La Tsarine Maria Feodorovna est tellement ravie et surprise, qu’Alexandre III décide de répéter l’opération tous les ans. Ainsi, à chaque Pâque, Fabergé reçoit la commande d’un œuf, qu’il fera de plus en plus sophistiqué et ingénieux. L’impératrice en recevra dix, dont trois ont été perdus depuis. Les objets luxueux seront désormais irrémédiablement associés à la famille impériale des Romanov.

L'Œuf constellation, jamais terminé

Après la mort du Tsar dans un attentat en 1894, son fils, devenu Nicolas II, perpétuera la tradition. Il en offrira 21 à sa femme Alexandra, dont le dernier, l’Œuf constellation, ne sera jamais terminé, et 21 autres à sa mère.

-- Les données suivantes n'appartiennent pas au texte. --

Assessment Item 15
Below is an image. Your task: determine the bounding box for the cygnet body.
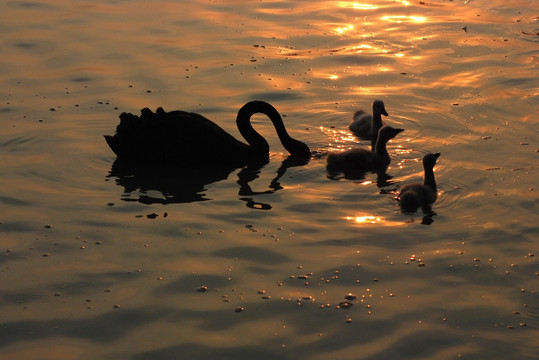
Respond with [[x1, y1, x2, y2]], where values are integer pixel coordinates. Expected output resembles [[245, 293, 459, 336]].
[[398, 153, 441, 212], [349, 100, 389, 141], [327, 126, 404, 172]]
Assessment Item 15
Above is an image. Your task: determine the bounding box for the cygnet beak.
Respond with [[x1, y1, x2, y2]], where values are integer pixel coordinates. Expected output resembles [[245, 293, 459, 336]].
[[434, 152, 441, 159], [395, 128, 404, 134], [382, 109, 389, 116]]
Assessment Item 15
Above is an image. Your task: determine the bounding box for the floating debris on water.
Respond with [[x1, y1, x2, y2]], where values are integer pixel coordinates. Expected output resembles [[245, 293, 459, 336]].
[[338, 301, 353, 309]]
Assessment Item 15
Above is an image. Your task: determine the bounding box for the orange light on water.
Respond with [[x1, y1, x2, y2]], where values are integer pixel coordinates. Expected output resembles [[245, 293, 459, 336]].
[[349, 215, 384, 224], [346, 215, 406, 227], [337, 2, 378, 10], [381, 15, 427, 23], [335, 24, 354, 35]]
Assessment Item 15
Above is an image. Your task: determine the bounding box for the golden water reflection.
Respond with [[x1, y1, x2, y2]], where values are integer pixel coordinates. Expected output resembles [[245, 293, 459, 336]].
[[381, 15, 428, 23], [337, 2, 379, 10], [346, 214, 405, 226]]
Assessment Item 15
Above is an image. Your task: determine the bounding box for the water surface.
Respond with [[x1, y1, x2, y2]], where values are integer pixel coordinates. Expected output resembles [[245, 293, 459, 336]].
[[0, 0, 537, 359]]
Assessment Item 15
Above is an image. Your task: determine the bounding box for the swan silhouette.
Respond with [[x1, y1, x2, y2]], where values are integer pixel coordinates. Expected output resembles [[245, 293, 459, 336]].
[[327, 126, 404, 173], [398, 152, 440, 212], [104, 100, 311, 166], [349, 100, 389, 148]]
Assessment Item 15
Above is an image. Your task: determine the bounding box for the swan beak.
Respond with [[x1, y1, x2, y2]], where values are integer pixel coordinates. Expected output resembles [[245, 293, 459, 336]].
[[382, 109, 389, 116], [395, 128, 404, 134], [434, 152, 441, 159]]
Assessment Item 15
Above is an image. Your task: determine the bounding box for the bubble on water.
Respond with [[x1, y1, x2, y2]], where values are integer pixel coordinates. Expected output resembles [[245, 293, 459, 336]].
[[344, 293, 357, 300], [338, 301, 353, 309], [235, 306, 244, 312], [197, 285, 208, 292]]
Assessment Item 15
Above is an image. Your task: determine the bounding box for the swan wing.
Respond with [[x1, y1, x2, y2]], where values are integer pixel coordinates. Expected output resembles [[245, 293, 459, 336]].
[[108, 108, 247, 164]]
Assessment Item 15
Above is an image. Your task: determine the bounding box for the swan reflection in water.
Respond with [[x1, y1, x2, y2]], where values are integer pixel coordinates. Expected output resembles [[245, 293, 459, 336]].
[[104, 100, 311, 208], [107, 155, 309, 209]]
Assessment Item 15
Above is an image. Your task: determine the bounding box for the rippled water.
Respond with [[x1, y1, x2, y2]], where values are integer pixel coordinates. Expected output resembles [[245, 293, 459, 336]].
[[1, 0, 537, 359]]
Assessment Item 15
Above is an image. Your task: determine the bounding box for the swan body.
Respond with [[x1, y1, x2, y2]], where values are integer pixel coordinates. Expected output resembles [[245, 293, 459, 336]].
[[327, 126, 404, 172], [104, 101, 310, 166], [349, 100, 389, 140], [398, 153, 440, 212]]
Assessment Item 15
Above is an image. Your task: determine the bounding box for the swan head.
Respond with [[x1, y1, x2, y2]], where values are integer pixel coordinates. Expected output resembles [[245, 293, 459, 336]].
[[286, 138, 311, 158], [377, 126, 404, 143], [373, 100, 389, 117], [423, 152, 440, 168]]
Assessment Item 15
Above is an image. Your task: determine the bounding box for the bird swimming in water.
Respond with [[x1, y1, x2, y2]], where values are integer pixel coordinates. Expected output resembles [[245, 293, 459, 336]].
[[104, 100, 311, 167], [349, 100, 389, 148], [398, 152, 441, 212], [327, 126, 404, 173]]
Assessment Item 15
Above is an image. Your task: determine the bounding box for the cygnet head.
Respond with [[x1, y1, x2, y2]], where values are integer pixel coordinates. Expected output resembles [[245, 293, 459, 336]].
[[423, 152, 441, 168], [377, 126, 404, 142], [373, 100, 389, 117]]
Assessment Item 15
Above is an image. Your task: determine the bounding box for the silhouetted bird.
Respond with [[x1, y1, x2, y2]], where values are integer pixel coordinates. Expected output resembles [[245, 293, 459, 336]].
[[398, 152, 441, 212], [104, 100, 310, 167], [327, 126, 404, 173], [349, 100, 389, 148]]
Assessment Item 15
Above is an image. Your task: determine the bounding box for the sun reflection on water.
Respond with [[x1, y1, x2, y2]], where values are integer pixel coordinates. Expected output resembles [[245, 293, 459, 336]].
[[335, 24, 354, 35], [345, 214, 406, 226], [381, 15, 427, 23], [337, 2, 379, 10]]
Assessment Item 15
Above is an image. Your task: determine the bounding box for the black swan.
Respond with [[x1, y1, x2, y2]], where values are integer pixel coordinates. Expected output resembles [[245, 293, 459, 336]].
[[398, 152, 440, 212], [327, 126, 404, 172], [104, 100, 311, 166], [348, 100, 389, 141]]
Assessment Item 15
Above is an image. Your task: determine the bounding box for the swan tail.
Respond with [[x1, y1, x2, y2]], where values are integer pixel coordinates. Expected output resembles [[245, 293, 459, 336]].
[[104, 135, 121, 157]]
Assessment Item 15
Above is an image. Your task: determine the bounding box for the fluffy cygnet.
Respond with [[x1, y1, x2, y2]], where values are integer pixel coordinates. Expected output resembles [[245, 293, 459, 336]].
[[349, 100, 389, 141], [398, 152, 441, 212], [327, 126, 404, 172]]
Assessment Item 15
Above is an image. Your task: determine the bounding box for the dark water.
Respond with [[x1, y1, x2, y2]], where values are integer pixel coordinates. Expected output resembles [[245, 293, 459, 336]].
[[0, 0, 537, 359]]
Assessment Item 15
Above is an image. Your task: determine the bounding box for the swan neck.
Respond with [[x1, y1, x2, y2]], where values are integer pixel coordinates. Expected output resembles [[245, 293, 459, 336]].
[[374, 139, 388, 158], [372, 112, 383, 128], [424, 167, 436, 189], [236, 102, 271, 155], [237, 101, 307, 157]]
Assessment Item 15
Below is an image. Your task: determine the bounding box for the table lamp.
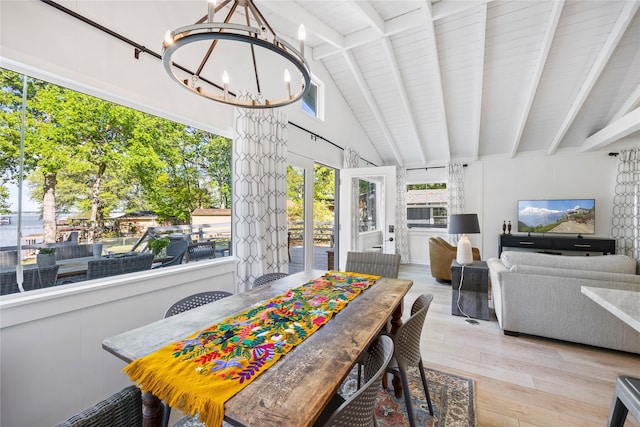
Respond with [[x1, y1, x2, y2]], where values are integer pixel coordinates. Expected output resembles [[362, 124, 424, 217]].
[[449, 213, 480, 265]]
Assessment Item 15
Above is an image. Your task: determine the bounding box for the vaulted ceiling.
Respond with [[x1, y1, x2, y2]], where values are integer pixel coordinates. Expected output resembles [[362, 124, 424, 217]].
[[46, 0, 640, 168]]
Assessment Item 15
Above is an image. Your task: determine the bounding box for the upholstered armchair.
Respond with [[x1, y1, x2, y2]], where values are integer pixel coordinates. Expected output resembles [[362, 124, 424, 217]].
[[429, 237, 480, 282]]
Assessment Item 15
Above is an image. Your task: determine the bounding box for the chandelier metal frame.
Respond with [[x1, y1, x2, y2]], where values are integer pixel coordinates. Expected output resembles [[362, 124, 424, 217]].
[[162, 0, 311, 109]]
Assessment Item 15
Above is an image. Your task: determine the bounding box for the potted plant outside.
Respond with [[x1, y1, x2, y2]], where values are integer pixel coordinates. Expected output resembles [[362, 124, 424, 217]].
[[147, 237, 170, 256], [37, 247, 56, 267]]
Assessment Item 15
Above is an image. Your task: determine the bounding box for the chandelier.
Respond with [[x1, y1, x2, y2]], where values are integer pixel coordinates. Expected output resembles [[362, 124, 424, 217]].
[[162, 0, 310, 109]]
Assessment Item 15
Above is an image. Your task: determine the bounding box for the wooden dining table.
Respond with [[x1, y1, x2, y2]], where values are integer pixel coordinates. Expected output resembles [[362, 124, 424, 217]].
[[102, 269, 413, 427]]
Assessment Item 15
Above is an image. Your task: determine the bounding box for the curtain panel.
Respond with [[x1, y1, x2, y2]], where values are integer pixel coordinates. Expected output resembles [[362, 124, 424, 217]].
[[232, 98, 289, 293], [611, 148, 640, 261], [343, 147, 361, 252], [396, 167, 410, 263], [447, 163, 465, 243]]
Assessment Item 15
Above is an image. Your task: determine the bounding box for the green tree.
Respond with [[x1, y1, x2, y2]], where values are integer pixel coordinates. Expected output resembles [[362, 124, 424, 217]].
[[313, 164, 334, 222], [0, 185, 10, 214], [2, 68, 233, 238], [201, 133, 232, 208], [287, 165, 304, 222]]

Certains sont des cadeaux très personnalisés, figurant les portraits des enfants impériaux ou symbolisant l’engagement de la Tsarine douairière auprès de la Croix Rouge. L’Œuf au muguet, d’une incroyable finesse, représente la fleur préférée d’Alexandra. D’autres sont en lien avec les grands événements que connaît la Russie, comme l’accession au trône de Nicolas, l’inauguration du transsibérien, ou le tricentenaire de la famille Romanov.

L’Œuf au muguet
L’Œuf au muguet © ALESSANDRO DELLA BELLA/BELGAIMAGE

Chaque œuf est une véritable perle de joaillerie, mais aussi d’ingéniosité. Ils contiennent des mécanismes qui font surgir des photos, des oiseaux qui chantent comme des coucous, des petits véhicules qui roulent quand on les remonte, etc. Certains sont des boîtes à musique, des horloges. Fabergé fait preuve d’une imagination sans borne pour surprendre les deux impératrices.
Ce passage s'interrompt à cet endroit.